The big problem with the habs (and Oilers, and even the Bruins) is that the clueless GMs keep trading good players. Sure, Bergevin is an idiot, but most GMs are idiot ex-players. People talk about moneyball but they forget that it's not just stats. The big change is getting away from the guys with primary school educations and no real knowledge who justify their jobs with playing and management experience. Lots of people crap on Bergevin's playing ability, and there is something to the bitterness he and MT and CJ and many others feel at having been good but not great (Bergevin was, at worst one of the thousand best hockey players on the planet. I'm quite sure I'm not top thousand on the planet in anything) but limiting yourself to a pool of francophones is a very small limitation relative to limiting the pool of general managers (who need to know stats, advanced stats, economics, contract law, business management, marketing, advertising, and many other things) to a pool of 2000 or so athletes with no significant education (with some notable exceptions who have generally fleeced the other guys) is completely insane.

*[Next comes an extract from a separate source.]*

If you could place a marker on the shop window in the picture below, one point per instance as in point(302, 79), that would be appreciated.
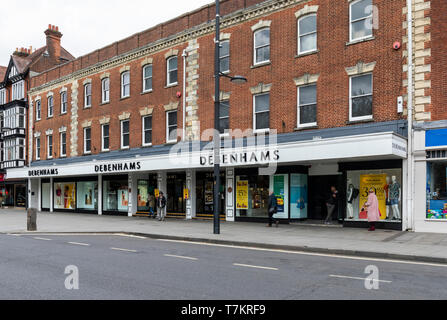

I'm real sure that if the habs hired from the HEC instead of from NHL/AHL grads the language requirement would be a detail.
Drafts are tough. You can do everything right and still fail. Wickenheiser had great stats. Daigle was a consensus number 1 pick, so was Yakupov. It's hard to tell which guys are going to continue to improve after the draft.
On the other hand you have the potato theory, and MB fails that one big time. Pension plan puppets, the eyes on the prize equivalent for the leafs did a slightly biased evaluation of their GM by comparing him to a potato, but the potato could re-sign players automatically with a given increase that I don't recall. MB, like the leafs GM, completely, absolutely, abjectly fails this, especially since it would have arbitarily given Radulov a small raise. On the other hand the potato would have given Markov a raise and he would have earned it in spite of what most people would have thought. In retrospect:
Give Radulov 7-8 million long term.
Give Markov 6 million plus short term (2 years, no problem).
Stay the hell away from Drouin and his huge contract.
Void as many MB trades as possible in retrospect.
Don't dump tons of defensemen, let the Knights take whoever but don't screw up your team. Beaulieu and Emelin were flawed but they had elite aspects. They were massively better then the third pairing guys who were pathetically put in to replace them.
The further back you go the better you end up because MB's significant trades suck and the significant ones absolutely bury the insignificant ones by definition. Dumping players to try to shed $4million in salary while you throw money at Drouin who does not make the team better (seriously, power play specialists are only worthwhile if you understand that they are power play specialists and avoid letting them get destroyed playing big minutes at even strength, like Dr Recchi, don't let them play against top two line players) overall.
</drunken rant>
I don't feel better. Like many others I've lost interest in the team. I really thought MT was brought in to tank. His first year he exceeded all expectations, why did he go back to what had made him fail consistently everywhere after that first year? Because he was a not very bright guy who played hocket quite well. Fine, he sucked at the NHL level but he was probably one of the top 5000 hockey players in the world. Does that mean he can coach? No. His big skill was hockey, not coaching. Find someone who may not be able to play like Gretzky but who knows how to coach. Do sprinter's coaches run/swim fast? Can tennis coaches play? Some people can study and coach without playing. Deep sigh.... If you are looking for intellectual ability don't look for it among the guys who dump Dougie Hamilton, a top 25-50 player, because he goes to museums on road trips instead of hooter's.